Nora Hamdi
Des Poupées et des anges
Nora Hamdi est peintre, réalisatrice (elle a elle même adapté en 2008 ce premier roman au cinéma avec l’excellente Leïla Bekhi dans le rôle de Lya) et co-auteur, dans la même maison, d'une BD. Elle signait ici un premier roman sans surprises. Pourtant, les textes qui offrent l'occasion d'approcher les histoires familiales et les parcours existentiels des "Français d'origine algérienne", sous l'angle de l'expérience féminine, ne sont pas si nombreux pour ne pas s'y intéresser. En effet, aux côtés des écritures masculines, souvent d'une autre génération (Begag, Charef, Tadjer, Lallaoui… mais les choses bougent là aussi), les "auteures" se comptent sur les doigts… des deux mains : T.Imache, N.Bouraoui, S.Nini, M.Sif, F.Belghoul, M.Gazsi, F.Kessas voire M.Wagner (pour autant la liste n’est pas exhaustive et mériterait d'être actualisée…).
Dans Des Poupées et des anges, Lya, jeune fille au look sportif, adepte de taekwondo et de footing à répétition, rapporte l'histoire familiale, sa lutte pour préserver son indépendance et observe Chirine, sa sœur aînée, qui depuis son plus jeune âge cherche à quitter son milieu social et culturel pour devenir riche et admirée. Sur ce point, il n'y a rien de nouveau ici : un père qui a sa façon aime sa progéniture, mais exerce sur les siens un pouvoir tyrannique et même violent au point de susciter chez ses deux gamines de l'indifférence voir de la haine, une mère soumise et battue, des filles qui louvoient ou se battent pour défendre quelques espaces de liberté. Du moins pour Lya car Chirine jouit, elle, d'une totale et bien ambiguë indépendance, comme si à son endroit, le père avait abdiqué. Après une enfance dans un bidonville, la famille a été installée dans une cité du quartier parisien de Choisy.
Le plus séduisant dans ce roman, n'est pas cette interrogation sur le pourquoi les hommes s'échinent à fabriquer des "filles vides et mortes" à l'image de ces poupées offertes aux deux soeurs. Ce n'est pas non plus cette suggestion d'une ambivalence portée par la figure de l'ange qui peut aussi se révéler "terrifiant". Non, le plus séduisant réside dans cette perception, sensible et polyvalente, de la réalité schizophrénique des familles, des lieux et des êtres. Tout ce petit monde évolue, plus ou moins secrètement, dans plusieurs réalités, des réalités parfois inconciliables. Et les filles ne sont pas les seules. La gent masculine aussi. À commencer par le père, objet de tant de détestation et à qui pourtant, Nora Hamdi a su donner une douloureuse et émouvante réalité intérieure. Ou encore Medhi, le petit copain de Marie, l'amie de la narratrice, qui parce qu'il continue à voir (en cachette) son frère homosexuel doit subir les sarcasmes et l'hostilité de sa famille : "chez moi, ils ont jamais posé de questions. Quand ils ont appris, ils l'ont totalement ignoré, ont fait comme s'il n'existait plus du jour au lendemain et lui ont demandé de disparaître de leur vie". Et à la question de savoir si le sujet est abordé : "Non, c'est trop pudique, personne l'aborde, c'est tabou chez nous (…)".

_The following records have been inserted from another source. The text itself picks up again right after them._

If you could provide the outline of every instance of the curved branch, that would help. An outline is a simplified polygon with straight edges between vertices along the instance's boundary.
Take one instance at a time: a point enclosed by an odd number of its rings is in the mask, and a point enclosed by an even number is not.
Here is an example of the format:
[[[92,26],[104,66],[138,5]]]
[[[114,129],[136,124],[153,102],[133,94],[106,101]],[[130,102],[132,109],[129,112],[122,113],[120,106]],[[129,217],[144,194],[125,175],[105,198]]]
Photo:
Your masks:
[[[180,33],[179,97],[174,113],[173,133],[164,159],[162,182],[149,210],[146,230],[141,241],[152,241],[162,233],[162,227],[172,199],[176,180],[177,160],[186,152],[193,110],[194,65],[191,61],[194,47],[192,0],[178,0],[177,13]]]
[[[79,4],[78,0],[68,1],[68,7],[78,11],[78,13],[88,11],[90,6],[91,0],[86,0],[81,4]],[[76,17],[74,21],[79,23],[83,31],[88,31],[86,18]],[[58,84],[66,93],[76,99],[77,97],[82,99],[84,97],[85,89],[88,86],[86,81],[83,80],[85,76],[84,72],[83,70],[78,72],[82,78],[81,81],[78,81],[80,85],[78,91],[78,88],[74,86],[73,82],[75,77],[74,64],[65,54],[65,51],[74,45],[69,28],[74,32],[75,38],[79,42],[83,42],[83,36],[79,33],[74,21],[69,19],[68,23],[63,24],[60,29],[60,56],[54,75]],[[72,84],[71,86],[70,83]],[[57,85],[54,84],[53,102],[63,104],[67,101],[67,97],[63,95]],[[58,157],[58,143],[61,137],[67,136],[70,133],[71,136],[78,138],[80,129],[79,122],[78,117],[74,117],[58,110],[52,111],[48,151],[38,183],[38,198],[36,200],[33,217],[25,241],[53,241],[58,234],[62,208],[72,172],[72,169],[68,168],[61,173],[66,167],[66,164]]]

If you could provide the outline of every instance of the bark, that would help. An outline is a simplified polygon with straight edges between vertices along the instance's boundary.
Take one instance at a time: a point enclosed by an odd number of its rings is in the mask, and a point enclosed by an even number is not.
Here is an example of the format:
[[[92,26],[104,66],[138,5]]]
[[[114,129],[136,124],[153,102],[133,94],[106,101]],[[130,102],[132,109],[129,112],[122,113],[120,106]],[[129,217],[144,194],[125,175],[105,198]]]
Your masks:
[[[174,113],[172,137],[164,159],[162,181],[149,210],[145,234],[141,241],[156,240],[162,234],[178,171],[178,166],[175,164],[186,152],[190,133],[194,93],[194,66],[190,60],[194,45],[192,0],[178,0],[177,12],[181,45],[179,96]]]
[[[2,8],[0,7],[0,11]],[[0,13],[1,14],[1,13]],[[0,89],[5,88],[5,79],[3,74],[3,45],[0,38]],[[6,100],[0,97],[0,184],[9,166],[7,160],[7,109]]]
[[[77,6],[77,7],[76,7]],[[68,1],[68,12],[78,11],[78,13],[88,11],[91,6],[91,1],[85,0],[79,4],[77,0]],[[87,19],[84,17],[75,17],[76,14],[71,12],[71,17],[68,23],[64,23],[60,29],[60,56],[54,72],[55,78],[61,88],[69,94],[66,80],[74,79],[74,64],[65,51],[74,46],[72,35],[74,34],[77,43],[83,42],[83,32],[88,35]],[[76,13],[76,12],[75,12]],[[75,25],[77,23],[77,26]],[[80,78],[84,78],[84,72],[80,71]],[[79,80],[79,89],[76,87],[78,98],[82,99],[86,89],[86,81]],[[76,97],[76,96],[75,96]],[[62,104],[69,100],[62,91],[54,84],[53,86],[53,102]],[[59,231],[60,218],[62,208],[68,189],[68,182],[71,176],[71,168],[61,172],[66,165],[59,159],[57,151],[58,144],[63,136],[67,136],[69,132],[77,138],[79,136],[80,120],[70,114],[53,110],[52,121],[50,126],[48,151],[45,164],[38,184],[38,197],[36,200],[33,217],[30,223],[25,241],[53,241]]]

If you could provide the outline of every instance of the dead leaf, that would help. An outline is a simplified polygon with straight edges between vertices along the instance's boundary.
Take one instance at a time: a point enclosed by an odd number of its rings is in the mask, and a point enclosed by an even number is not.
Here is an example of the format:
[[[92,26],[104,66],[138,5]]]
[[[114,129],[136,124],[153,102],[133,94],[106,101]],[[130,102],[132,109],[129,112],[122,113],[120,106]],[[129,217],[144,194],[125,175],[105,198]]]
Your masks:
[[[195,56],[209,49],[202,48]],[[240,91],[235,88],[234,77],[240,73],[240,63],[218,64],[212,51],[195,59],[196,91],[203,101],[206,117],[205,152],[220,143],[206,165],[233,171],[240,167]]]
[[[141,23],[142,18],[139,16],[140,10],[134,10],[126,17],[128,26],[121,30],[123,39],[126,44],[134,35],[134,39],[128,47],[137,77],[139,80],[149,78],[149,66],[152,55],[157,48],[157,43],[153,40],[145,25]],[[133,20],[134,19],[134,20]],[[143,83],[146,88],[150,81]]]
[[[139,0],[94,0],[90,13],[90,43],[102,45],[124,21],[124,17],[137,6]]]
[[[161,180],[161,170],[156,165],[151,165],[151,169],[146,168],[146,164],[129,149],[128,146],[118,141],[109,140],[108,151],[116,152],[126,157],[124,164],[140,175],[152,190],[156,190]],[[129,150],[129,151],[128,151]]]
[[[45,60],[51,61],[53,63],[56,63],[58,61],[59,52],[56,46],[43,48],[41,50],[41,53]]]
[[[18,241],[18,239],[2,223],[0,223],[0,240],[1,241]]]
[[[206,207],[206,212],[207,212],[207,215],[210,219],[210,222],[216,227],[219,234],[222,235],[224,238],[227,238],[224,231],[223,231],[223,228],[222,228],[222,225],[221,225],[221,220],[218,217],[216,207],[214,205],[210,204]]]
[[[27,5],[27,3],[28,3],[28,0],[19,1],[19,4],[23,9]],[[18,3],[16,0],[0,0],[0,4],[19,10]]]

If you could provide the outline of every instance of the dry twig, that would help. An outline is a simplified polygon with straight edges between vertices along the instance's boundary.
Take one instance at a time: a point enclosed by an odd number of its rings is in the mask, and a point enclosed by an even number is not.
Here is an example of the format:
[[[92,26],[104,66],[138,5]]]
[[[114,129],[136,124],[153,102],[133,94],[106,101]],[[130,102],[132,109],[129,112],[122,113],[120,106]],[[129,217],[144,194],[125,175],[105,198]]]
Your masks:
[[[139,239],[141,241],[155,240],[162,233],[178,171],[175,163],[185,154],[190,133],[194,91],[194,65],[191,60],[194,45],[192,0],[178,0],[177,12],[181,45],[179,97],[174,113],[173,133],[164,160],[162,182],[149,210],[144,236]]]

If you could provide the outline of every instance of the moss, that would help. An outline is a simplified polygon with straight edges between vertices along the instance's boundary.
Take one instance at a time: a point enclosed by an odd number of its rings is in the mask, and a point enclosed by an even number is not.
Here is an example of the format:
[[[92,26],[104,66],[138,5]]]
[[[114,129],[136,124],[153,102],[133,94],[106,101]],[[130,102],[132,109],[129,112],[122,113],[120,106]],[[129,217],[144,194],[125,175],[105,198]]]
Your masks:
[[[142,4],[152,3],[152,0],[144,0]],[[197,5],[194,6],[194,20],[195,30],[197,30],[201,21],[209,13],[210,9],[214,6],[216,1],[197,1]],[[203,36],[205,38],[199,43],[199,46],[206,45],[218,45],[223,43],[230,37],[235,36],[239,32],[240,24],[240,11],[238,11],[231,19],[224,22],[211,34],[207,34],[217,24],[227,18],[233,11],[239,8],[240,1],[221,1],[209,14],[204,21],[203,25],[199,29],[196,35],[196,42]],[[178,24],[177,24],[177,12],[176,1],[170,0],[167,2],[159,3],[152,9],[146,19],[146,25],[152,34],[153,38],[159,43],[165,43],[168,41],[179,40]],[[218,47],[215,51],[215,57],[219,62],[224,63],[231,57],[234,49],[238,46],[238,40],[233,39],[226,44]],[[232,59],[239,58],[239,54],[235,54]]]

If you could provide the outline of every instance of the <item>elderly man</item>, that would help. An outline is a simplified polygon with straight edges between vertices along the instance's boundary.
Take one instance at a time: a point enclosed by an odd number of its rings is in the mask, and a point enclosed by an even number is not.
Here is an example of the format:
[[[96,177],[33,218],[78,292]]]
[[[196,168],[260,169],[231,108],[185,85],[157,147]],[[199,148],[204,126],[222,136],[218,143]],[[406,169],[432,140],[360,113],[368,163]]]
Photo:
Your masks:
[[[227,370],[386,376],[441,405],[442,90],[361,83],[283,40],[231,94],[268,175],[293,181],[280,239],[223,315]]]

Face à ce tabou de la sexualité, du côté féminin, les personnages de Nora Hamdi traduisent trois attitudes : la soumission ou l'abnégation (la mère), la rupture (Chirine) ou alors, avec Lya, ce souci de préserver son intégrité dans un combat quasi quotidien, quitte à enfreindre secrètement les règles du clan (la rencontre avec Mikaël) ou à accepter de céder (arrêter le taekwondo). Lorsque l'on refuse d'être une poupée, derrière le masque de l'ange se cache parfois non pas un démon, mais certainement une rebelle.